Rahm sat in the corner, looking over the dark figures who slept, crowded together on the council-cellar floor. A dozen feet away, Gargula was breathing loudly and irregularly; he’d worked on this foundation with Rahm. Old Brumer leaned his shoulders against the wall, head nestled down in his near bushel of a beard: he’d been their foreman. Now all of us, Rahm thought, are prisoners here. At the tiny window, just beneath the ceiling, gray had nudged away a corner of black, enough to silhouette the stems outside. Small leaves shook with a breeze.

Then the door creaked.

Someone looked up. Two turned over without looking. Between two black-caped officers, with a regular soldier behind them, a bearded man stepped in. One officer carried a light box that now he flipped on. A harsh filament glowed white. A fan of light put harsh blacks on the far side of the two dozen sleepers about the floor.

“Well, we have some men in here,” said the bearded Myetran. He wore one brown leather gauntlet. His other hand was bare. From some time that seemed at once impossibly immediate yet long ago, Rahm recognized the man who had ridden his horse on the common, who’d spoken into the silver rod — who had burned down Kern. “For a moment, I thought this was the women’s holding cell.

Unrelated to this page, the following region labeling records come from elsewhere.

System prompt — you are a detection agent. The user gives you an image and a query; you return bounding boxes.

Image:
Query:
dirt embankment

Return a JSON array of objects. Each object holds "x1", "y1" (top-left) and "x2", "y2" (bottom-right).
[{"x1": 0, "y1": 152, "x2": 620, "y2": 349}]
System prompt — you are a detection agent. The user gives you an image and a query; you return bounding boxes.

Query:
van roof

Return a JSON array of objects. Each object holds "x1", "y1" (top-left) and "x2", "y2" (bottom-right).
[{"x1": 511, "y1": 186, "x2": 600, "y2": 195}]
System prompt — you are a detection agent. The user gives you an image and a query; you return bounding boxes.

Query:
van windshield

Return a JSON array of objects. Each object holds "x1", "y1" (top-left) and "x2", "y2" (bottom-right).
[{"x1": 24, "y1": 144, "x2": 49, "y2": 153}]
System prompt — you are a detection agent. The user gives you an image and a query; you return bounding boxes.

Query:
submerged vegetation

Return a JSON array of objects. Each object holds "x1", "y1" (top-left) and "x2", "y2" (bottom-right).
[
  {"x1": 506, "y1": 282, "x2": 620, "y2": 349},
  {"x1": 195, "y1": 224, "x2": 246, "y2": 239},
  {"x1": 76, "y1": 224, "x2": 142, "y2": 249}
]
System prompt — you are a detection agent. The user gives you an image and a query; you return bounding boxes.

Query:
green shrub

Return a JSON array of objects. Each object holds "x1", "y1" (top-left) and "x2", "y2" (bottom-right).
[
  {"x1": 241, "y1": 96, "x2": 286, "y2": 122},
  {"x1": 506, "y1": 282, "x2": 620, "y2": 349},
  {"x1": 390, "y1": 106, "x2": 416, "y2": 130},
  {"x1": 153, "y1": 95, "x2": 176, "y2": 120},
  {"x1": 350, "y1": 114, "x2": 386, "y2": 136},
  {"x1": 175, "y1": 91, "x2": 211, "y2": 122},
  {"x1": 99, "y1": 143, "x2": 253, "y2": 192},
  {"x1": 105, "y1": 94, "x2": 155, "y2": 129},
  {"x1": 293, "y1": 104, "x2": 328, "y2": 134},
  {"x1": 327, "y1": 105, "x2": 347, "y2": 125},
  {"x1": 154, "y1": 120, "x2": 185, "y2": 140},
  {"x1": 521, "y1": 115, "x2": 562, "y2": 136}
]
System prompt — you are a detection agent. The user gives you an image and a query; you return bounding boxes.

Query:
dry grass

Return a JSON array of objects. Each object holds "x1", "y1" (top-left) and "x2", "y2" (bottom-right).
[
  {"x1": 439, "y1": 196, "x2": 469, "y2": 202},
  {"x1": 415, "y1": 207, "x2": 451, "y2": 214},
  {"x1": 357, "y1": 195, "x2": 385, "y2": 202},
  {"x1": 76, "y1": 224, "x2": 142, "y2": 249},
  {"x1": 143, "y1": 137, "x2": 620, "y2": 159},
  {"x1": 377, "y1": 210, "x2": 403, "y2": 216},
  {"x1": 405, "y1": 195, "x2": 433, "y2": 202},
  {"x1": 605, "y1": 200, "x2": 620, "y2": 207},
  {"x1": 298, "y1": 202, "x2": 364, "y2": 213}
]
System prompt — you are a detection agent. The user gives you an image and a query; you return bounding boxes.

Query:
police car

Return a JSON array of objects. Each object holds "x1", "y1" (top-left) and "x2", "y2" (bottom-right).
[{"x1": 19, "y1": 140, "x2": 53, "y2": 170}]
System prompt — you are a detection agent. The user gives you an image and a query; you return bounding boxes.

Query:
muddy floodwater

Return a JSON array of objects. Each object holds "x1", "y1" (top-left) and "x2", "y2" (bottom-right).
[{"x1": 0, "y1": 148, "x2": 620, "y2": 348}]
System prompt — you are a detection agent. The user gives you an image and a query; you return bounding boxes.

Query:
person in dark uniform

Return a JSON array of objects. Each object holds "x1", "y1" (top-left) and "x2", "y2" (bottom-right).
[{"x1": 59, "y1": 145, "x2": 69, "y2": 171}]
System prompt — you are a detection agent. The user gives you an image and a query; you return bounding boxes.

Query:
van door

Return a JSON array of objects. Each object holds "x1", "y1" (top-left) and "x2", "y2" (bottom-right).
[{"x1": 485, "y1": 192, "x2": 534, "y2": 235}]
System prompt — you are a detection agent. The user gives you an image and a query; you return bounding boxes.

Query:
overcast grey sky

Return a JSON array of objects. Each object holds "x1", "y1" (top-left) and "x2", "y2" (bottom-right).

Lord, it stinks in here!” (A depression in the far corner was full of urine and feces; but it had long since overflowed, to wet almost half the floor.) The man took a few steps over some sleeping figures. “I have a job for one of you. For a good and lively dog. A strong dog. You perhaps, or you?

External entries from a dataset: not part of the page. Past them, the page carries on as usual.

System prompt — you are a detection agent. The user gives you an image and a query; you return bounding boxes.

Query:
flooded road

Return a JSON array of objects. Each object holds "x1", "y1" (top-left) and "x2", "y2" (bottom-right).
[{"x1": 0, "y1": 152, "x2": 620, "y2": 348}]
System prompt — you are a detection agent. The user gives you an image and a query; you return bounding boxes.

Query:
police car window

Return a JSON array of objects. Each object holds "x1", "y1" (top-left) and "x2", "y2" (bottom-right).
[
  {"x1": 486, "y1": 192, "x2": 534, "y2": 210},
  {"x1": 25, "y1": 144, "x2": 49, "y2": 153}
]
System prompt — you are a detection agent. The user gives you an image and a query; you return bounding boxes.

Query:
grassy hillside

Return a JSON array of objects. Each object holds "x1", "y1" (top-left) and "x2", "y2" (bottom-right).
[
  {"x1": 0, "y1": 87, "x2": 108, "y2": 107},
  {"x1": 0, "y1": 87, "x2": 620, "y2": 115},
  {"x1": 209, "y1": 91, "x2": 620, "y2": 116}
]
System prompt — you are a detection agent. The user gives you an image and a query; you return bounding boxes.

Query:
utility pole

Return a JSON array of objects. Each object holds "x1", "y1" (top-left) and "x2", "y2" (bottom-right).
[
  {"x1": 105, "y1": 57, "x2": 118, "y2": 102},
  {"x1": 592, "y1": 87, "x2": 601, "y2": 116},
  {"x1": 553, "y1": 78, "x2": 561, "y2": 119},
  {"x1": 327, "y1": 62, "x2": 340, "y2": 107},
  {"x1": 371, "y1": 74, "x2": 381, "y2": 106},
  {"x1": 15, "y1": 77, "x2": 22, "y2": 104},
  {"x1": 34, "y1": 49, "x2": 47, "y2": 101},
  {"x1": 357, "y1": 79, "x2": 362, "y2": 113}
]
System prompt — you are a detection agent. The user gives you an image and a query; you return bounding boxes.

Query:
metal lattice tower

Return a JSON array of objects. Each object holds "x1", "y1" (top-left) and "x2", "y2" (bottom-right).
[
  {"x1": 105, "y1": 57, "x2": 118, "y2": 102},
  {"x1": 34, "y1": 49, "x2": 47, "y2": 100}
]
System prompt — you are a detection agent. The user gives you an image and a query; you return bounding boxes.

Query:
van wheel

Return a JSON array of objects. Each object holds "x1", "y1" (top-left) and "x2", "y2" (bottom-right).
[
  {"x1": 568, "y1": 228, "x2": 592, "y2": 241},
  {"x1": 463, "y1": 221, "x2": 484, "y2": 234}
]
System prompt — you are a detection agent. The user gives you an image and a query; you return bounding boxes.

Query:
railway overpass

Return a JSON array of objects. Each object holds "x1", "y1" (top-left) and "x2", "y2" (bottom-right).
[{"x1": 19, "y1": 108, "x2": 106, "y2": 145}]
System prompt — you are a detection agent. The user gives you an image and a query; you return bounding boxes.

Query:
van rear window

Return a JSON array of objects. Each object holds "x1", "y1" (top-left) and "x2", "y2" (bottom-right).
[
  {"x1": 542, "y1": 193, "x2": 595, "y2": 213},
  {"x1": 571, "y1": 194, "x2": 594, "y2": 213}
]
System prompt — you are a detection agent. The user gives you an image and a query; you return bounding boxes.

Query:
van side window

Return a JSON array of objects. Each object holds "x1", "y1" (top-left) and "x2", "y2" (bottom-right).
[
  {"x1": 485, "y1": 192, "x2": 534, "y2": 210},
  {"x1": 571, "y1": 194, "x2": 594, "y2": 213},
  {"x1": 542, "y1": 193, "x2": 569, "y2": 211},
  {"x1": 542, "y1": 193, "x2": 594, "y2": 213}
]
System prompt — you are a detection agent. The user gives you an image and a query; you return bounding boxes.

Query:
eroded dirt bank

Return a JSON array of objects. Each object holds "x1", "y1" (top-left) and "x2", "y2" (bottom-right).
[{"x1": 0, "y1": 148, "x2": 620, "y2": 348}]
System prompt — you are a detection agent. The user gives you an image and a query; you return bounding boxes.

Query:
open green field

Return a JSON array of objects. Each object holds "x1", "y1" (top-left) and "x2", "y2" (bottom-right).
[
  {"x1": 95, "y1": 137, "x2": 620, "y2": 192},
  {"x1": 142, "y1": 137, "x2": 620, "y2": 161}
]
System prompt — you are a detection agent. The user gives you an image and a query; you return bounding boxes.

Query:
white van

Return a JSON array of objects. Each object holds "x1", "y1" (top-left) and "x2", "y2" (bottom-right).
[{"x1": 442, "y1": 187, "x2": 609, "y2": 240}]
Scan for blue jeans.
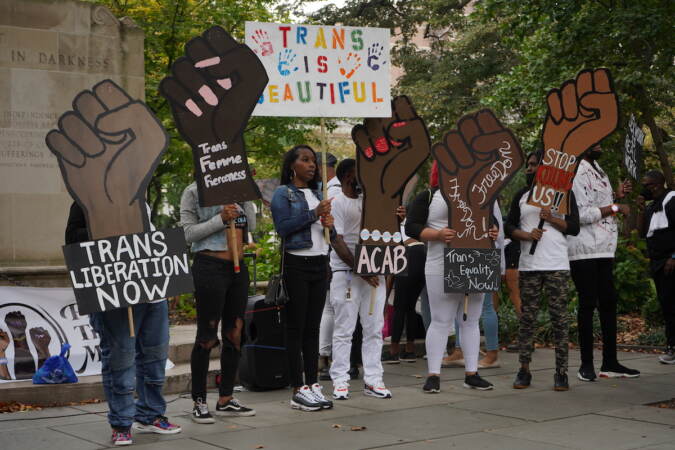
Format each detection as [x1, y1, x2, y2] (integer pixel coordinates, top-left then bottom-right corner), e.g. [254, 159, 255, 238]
[455, 292, 499, 351]
[89, 301, 169, 429]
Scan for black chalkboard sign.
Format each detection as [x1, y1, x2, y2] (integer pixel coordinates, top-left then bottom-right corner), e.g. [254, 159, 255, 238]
[63, 228, 194, 314]
[443, 248, 501, 293]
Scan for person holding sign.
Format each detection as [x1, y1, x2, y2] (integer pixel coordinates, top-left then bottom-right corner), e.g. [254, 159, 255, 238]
[504, 151, 579, 391]
[180, 182, 256, 423]
[567, 144, 640, 381]
[272, 145, 333, 411]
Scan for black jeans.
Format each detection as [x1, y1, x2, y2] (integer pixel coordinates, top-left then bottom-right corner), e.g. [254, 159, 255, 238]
[283, 253, 328, 387]
[190, 253, 249, 401]
[391, 245, 427, 343]
[570, 258, 617, 365]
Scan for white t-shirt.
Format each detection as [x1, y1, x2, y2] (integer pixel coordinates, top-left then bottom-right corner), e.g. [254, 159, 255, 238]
[330, 192, 363, 270]
[518, 191, 570, 272]
[288, 188, 328, 256]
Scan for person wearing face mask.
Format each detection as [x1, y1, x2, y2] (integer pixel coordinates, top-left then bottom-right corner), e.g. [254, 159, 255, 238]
[637, 170, 675, 364]
[567, 144, 640, 381]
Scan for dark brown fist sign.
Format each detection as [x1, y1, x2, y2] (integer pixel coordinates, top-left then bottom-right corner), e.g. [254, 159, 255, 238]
[431, 109, 523, 248]
[159, 26, 268, 206]
[352, 96, 431, 244]
[46, 80, 169, 239]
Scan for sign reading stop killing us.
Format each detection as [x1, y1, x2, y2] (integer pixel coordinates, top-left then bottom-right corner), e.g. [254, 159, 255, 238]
[63, 228, 194, 314]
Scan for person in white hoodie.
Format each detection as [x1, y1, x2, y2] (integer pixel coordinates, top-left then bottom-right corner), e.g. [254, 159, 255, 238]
[567, 144, 640, 381]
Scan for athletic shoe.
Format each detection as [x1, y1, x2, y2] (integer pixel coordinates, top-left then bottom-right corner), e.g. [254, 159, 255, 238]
[363, 380, 391, 398]
[216, 397, 255, 417]
[464, 372, 494, 391]
[133, 416, 183, 434]
[553, 370, 570, 391]
[333, 383, 349, 400]
[310, 383, 333, 409]
[600, 362, 640, 378]
[192, 398, 216, 423]
[659, 347, 675, 364]
[382, 352, 401, 364]
[401, 352, 417, 362]
[110, 428, 134, 445]
[291, 385, 323, 411]
[513, 367, 532, 389]
[422, 375, 441, 394]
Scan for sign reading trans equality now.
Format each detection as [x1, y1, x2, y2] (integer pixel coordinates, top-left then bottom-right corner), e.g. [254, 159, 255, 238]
[246, 22, 391, 117]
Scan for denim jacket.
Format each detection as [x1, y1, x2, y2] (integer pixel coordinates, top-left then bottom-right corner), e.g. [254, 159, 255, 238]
[272, 183, 332, 250]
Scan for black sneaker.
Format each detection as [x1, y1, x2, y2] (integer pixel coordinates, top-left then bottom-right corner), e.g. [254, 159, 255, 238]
[464, 372, 494, 391]
[577, 363, 598, 381]
[422, 375, 441, 394]
[192, 398, 216, 423]
[401, 352, 417, 362]
[513, 367, 532, 389]
[553, 370, 570, 391]
[382, 352, 401, 364]
[600, 362, 640, 378]
[216, 397, 255, 417]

“A bunch of dogs, you are?” The man ran a hand down his beard, to pull it back from morning wildness. “Dogs are vicious; they fight one another, tear at one another over the leavings. What I see here is a bunch of simpering monkeys, crawling maggots without the strength to get up off their bellies. Is there someone here that can do a job that needs a man?” He reached aside for the light box hanging around the black-cloaked officer’s neck to turn its beam toward the floor. “Have you ever killed?”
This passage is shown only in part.